Enrico Maso, translated into English by Ruth Stephens
Chapter 1 – The Seeds of Doubt
Milan, on a fine summer’s day. It’s still early but already very hot. Gianni, who is fifty years old, is standing at the window with a cup of coffee in his hand. He sighs.
A noise behind him stirs him out of his daydream. Nebo, his dog, has come into the kitchen. He’s a hunting dog, with a black coat which is beginning to show signs of grey.
The dog looks at him hopefully. He’s carrying his leash between his teeth.
“Don’t even think of it,” Gianni tells him, “You know dogs aren’t allowed at Expo. It must be the tenth time I’ve told you.”

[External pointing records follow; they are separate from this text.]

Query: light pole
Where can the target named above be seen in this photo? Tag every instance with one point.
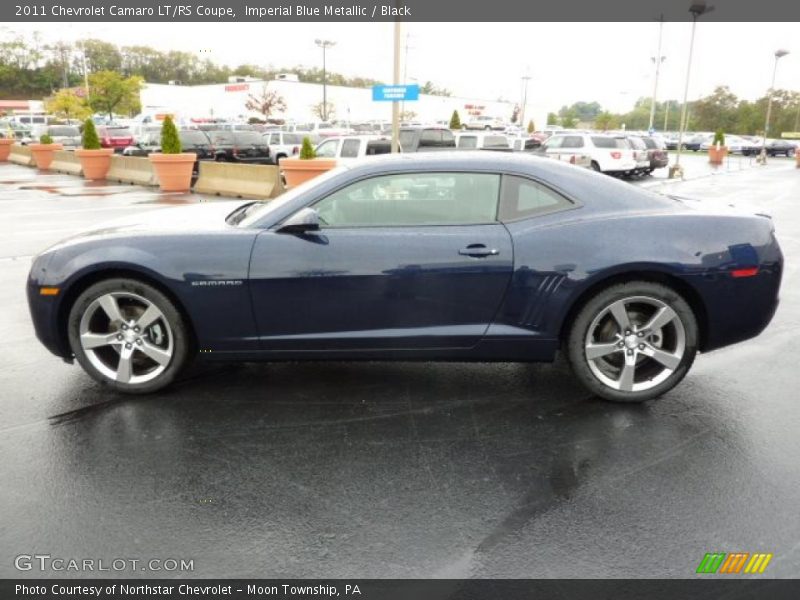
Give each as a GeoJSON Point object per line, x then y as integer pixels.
{"type": "Point", "coordinates": [657, 59]}
{"type": "Point", "coordinates": [697, 8]}
{"type": "Point", "coordinates": [324, 44]}
{"type": "Point", "coordinates": [525, 79]}
{"type": "Point", "coordinates": [763, 156]}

Nebo, disappointed, stretches himself out on the floor while Gianni collects the tools of his trade: notebook, pen – that’s all that’s necessary for a good article. As well as being a journalist, Gianni is also a well-known gastronome, so his paper often sends him to Expo to cover the show.
“Don’t look at me with those sad eyes,” says Gianni, leaning down to stroke Nebo. “You really are a useless dog,” he laughs, and turns to leave.
After queuing for a while, Gianni gets into Expo where he finds himself in the middle of a crowd.
There are people moving this way and that, children running everywhere, and signs everywhere with the cliché’ “feed the planet”. Gianni doesn’t really know what that means.
“Is it just another fashion?” he wonders. He has learned, in the course of his work, that people say one thing but in reality do the opposite, like the people who talk about slowfood while devouring a hamburger.
Whilst preparing his article in the restaurant of one of the exhibitions, Gianni decides that at the next editorial meeting he will propose a thorough journalistic investigation into the slowfood movement. He has already decided that the title should be: “Slowfood: movement or passing fad?”